This post is only going to be relevant directly for those people working on the same kind of stuff that my group does. Still, it gives a flavor of the challenges that can pop up unexpectedly in doing experimental work.
Often we are interested in measuring the electronic conductance of some nanodevice. One approach to doing this is to apply a small AC voltage to one end of the device, and connect the other end to something called a current preamplifier (or a current-to-voltage converter, or a glorified ammeter) to measure the amount of current that flows. It's possible to build your own current preamp, but many nanodevice labs have a couple of general purpose ones lying around. A common one is the SR570, made by Stanford Research. This gadget is pretty nice - it has up to a 1 MHz bandwidth, it has built-in filter stages, it is remotely programmable, and it has various different gain settings depending on whether you want to measure microamps or picoamps of current.
Here's the problem, though.
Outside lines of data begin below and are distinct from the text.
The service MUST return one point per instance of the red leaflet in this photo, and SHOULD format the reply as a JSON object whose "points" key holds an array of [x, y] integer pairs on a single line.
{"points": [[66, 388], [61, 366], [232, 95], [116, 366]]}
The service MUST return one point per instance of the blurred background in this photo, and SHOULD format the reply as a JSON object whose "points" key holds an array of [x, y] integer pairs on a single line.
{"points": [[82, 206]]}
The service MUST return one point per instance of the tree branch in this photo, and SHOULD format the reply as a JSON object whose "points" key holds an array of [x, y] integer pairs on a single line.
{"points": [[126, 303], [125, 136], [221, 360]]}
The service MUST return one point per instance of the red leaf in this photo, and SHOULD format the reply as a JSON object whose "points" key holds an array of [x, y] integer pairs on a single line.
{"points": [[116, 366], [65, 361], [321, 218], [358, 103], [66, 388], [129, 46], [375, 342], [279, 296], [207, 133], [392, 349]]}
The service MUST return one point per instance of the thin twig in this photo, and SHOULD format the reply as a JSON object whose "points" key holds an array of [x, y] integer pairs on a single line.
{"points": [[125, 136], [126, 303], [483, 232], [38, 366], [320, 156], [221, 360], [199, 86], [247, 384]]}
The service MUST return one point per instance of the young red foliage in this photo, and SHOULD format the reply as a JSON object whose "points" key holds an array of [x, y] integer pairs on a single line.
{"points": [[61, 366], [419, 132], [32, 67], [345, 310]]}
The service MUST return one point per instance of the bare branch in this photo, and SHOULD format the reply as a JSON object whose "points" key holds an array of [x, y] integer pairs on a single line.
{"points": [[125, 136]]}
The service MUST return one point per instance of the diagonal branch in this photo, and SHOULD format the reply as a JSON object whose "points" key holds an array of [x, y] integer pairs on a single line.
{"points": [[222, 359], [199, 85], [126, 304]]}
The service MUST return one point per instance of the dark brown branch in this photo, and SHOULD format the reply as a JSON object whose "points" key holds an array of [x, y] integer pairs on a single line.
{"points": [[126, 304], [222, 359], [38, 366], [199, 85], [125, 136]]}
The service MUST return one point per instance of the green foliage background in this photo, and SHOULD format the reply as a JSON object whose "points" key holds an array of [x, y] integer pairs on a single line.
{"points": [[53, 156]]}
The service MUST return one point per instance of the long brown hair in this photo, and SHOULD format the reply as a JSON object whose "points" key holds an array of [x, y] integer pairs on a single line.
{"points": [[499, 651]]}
One of my students observed that his devices seemed to fail at a surprisingly high rate when using the SR570, while the failure rate was dramatically lower when using a different (though more expensive) preamp, the Keithley 428. After careful testing he found that when the SR570 changes gain ranges (there is an audible click of an internal relay when this happens, as the input stage of the amplifier is switched), spikes of > 1V (!) lasting tens of microseconds show up on the input of the amplifier (the part directly connected to the device), at least when hooked up to an oscilloscope. Our nanoscale junctions are very fragile, and these spikes irreversibly damage the devices. The Keithley, on the other hand, doesn't do this and is very quiet. Talking to SRS, this appears to be an unavoidable trait of the SR570. We're working to mitigate this problem, but it's probably good for people out there in the community using these things to know about this.